Eduardo è stato per me una fonte di formazione strepitosa. Ricordo che ogni tanto tirava fuori una di quelle sue sue micidiali battute... In occasione della registrazione negli studi Rai de Le voci di dentro, per esempio – che è l’opera in cui il personaggio dello zio dialoga con il nipote Eduardo solo attraverso i mortaretti perché non vuole parlare più – accadde che nel momento in cui lo zio doveva accendere una fontana luminosa come segno delle decisione presa di morire (momento culmine dell’intera commedia), invece della fontana luminosa partì uno di quei razzi d’artificio rossi e e verdi che fanno dei botti giganteschi e arrivano fino al soffitto. La scenografia di sedie impagliate prese fuoco, dalla regia non vidi più nulla, c’era soltanto del fumo bianco e sentivo delle urla... Mi precipitai scendendo dalla scaletta della regia e nello studio non c’era più nessuno, erano scappati tutti... Finalmente al centro della sala apparve una sagoma: era Eduardo, che guardava per terra e aveva le mani dietro la schiena, tristissimo. “Caro Camilleri”, mi disse, “la televisione è in mano ai preti e ai piemontesi... Non distinguono una fontana da un furgarolo!”. Qualche anno dopo lo incontrai di nuovo ed era in piena rottura con il fratello Peppino, mentre io l’avevo diretto come regista. Mi guardò e disse: “So che dopo di me avete lavorato con mio fratello Peppino...”, seguì il silenzio. Eduardo faceva delle pause che se uno era colpevole della minima cosa confessava subito! Alzò lentamente il braccio, me lo poggiò sulle spalle e commentò: “La vita, Camilleri, la vita...”.

Un aspetto che caratterizza fortemente i suoi libri è un particolare uso del dialetto, quasi un italiano sicilianizzato, che conferisce una grande espressività ai suoi personaggi…

Nella mia scrittura è presente l’orgoglio del dialetto che è all’origine della lingua italiana, al fine di raggiungere una certa espressività: soltanto così riesco ad ottenerla. E del resto anche il lato più umoristico delle mie storie viene sottolineato dall’uso del dialetto: l’atteggiamento ironico credo che sia parte del mio essere naturale, nel senso che prendo sempre tutto con ironia, compresi i miei fatti privati, e tramite a certi vocaboli riesco poi a riversare questo mio stato d’animo nella scrittura. Lei è uno degli scrittori più letti in Italia e più tradotti all’estero, ma il successo è arrivato con il tempo, dopo anni di tentativi e grazie alla fiducia della casa editrice Sellerio.

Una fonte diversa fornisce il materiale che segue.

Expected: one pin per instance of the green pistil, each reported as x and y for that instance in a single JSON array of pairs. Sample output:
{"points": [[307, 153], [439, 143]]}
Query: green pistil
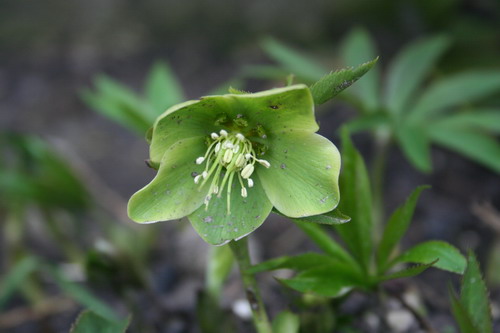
{"points": [[231, 154]]}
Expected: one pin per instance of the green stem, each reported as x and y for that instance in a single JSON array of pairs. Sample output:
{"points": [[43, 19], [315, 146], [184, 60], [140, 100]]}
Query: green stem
{"points": [[240, 252]]}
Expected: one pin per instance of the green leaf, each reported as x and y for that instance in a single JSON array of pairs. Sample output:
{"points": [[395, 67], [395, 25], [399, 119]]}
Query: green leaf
{"points": [[332, 84], [332, 280], [408, 70], [358, 48], [450, 259], [474, 296], [286, 322], [477, 118], [292, 60], [461, 315], [324, 241], [299, 262], [90, 322], [396, 227], [454, 91], [356, 202], [479, 147], [162, 88], [407, 272], [82, 295], [16, 277], [415, 145]]}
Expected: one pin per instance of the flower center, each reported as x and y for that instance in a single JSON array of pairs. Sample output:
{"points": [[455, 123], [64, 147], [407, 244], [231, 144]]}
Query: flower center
{"points": [[227, 156]]}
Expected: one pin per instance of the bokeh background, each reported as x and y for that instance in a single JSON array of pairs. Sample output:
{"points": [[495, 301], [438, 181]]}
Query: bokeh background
{"points": [[50, 51]]}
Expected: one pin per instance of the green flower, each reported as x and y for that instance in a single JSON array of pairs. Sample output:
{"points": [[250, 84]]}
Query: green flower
{"points": [[225, 161]]}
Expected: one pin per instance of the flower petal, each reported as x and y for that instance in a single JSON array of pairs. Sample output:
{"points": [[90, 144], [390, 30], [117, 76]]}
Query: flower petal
{"points": [[186, 120], [216, 227], [172, 194], [303, 177]]}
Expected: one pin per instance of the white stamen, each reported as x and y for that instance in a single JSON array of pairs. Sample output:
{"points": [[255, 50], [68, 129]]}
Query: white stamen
{"points": [[247, 171], [264, 163], [228, 156], [240, 161]]}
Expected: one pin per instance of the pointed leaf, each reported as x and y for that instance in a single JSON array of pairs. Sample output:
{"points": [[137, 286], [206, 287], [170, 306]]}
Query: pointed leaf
{"points": [[292, 60], [450, 259], [479, 147], [461, 315], [162, 88], [454, 91], [407, 272], [396, 227], [332, 84], [286, 322], [356, 202], [408, 70], [474, 296], [358, 48], [90, 322]]}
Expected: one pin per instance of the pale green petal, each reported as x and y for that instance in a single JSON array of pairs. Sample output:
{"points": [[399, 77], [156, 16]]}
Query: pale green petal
{"points": [[172, 194], [303, 177], [186, 120], [216, 227]]}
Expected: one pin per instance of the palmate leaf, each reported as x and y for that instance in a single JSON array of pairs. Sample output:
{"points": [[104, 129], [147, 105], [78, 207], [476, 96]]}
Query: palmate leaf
{"points": [[408, 70], [449, 258], [292, 61], [396, 227], [358, 48], [356, 199], [334, 83], [90, 322]]}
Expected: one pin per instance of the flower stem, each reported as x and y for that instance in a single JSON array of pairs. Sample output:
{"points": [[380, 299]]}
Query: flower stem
{"points": [[260, 319]]}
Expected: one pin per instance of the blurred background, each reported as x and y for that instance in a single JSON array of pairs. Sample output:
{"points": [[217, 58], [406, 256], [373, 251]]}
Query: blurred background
{"points": [[68, 162]]}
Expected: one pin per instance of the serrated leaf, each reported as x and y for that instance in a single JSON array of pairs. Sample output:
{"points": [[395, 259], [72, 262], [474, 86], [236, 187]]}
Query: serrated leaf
{"points": [[358, 48], [450, 259], [292, 60], [90, 322], [162, 88], [15, 278], [454, 91], [332, 84], [396, 227], [461, 315], [82, 295], [356, 201], [415, 145], [477, 146], [479, 119], [299, 262], [286, 322], [330, 280], [474, 296], [324, 241], [408, 70], [407, 272]]}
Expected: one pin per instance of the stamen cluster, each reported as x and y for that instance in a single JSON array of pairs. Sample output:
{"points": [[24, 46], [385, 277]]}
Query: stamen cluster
{"points": [[228, 155]]}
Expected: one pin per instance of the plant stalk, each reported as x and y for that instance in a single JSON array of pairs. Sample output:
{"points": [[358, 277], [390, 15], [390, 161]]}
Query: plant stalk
{"points": [[242, 257]]}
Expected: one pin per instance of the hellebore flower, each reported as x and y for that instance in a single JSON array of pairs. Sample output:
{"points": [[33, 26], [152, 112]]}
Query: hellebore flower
{"points": [[225, 161]]}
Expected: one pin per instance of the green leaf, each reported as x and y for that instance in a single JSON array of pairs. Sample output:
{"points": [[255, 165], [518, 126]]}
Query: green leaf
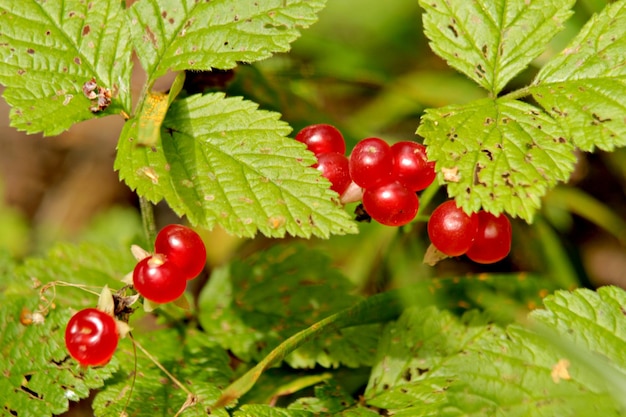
{"points": [[170, 35], [270, 296], [49, 49], [39, 378], [412, 352], [492, 41], [430, 362], [204, 372], [221, 161], [583, 87], [500, 155], [88, 265], [591, 320], [259, 410]]}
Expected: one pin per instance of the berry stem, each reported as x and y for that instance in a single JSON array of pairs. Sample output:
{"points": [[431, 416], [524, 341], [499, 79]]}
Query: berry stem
{"points": [[147, 217], [425, 198]]}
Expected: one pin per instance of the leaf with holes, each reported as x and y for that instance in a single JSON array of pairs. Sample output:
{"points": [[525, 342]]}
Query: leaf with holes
{"points": [[221, 161], [49, 50], [501, 155], [492, 41], [170, 35], [584, 86], [270, 296]]}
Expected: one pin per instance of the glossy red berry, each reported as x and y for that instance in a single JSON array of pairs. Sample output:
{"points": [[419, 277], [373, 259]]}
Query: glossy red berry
{"points": [[451, 230], [322, 138], [334, 166], [183, 247], [391, 204], [371, 163], [411, 165], [493, 238], [157, 279], [91, 337]]}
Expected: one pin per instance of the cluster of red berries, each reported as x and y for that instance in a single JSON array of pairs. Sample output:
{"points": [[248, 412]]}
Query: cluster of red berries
{"points": [[482, 237], [179, 255], [388, 176], [92, 335]]}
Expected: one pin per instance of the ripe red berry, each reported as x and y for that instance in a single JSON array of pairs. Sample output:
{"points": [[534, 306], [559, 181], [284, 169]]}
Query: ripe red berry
{"points": [[322, 138], [183, 247], [451, 230], [411, 165], [158, 279], [493, 238], [371, 163], [91, 337], [391, 204], [334, 166]]}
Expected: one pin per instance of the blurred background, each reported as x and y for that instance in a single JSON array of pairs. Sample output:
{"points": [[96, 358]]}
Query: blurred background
{"points": [[366, 68]]}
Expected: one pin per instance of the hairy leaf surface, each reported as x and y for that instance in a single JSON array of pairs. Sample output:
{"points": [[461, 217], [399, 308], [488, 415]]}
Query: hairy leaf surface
{"points": [[221, 161], [49, 49], [501, 155], [584, 86], [171, 35], [492, 41]]}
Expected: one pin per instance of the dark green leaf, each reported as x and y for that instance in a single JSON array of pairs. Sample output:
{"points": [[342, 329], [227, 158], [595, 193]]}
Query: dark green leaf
{"points": [[38, 376], [266, 298], [49, 49], [204, 373]]}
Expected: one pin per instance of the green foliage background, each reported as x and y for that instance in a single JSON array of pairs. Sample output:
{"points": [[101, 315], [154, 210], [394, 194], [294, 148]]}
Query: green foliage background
{"points": [[335, 318]]}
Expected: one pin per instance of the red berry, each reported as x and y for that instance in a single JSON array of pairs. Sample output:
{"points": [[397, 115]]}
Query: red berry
{"points": [[391, 204], [183, 247], [371, 163], [158, 279], [411, 165], [322, 138], [334, 166], [451, 230], [493, 239], [91, 337]]}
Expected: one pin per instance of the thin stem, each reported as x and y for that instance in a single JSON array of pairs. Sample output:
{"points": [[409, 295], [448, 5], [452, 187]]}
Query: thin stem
{"points": [[147, 217], [517, 94]]}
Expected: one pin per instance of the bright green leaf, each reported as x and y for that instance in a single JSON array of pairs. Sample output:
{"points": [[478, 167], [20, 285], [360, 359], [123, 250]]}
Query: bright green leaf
{"points": [[501, 155], [171, 35], [221, 161], [270, 296], [259, 410], [49, 49], [431, 362], [584, 86], [492, 41], [411, 354], [592, 320]]}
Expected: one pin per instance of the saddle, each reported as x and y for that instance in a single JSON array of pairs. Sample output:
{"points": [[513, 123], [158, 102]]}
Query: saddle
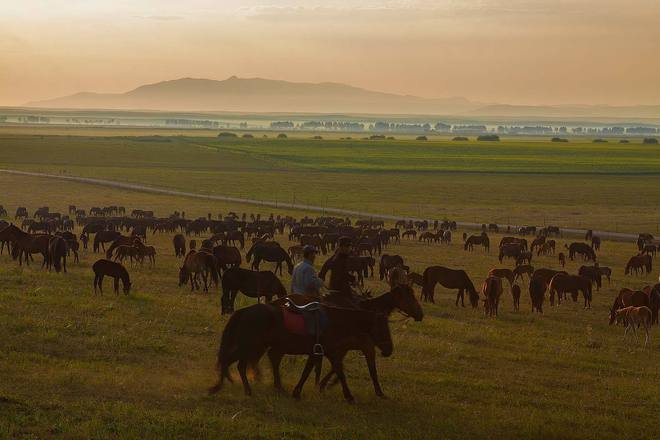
{"points": [[306, 320]]}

Leonardo Sciascia è stato il primo a portare un mio libro a Delfina Sellerio e da quel momento ho cominciato la mia collaborazione con la casa editrice. Io e Sciascia avevamo tanti punti in comune: tutti e due ci muovevamo sotto il segno di Pirandello che era nato ad Agrigento – la nostra casa – e poi lui aveva avuto come professore Vitaliano Brancati che era un mio idolo… La nostra era una vera amicizia, nel senso che litigavamo, a volte anche duramente, però quello che devo a Leonardo è enorme: ancora oggi, superati i 90 anni, nel momento in cui mi sento le batterie scariche ascolto le parole di un suo libro e torno ricaricato.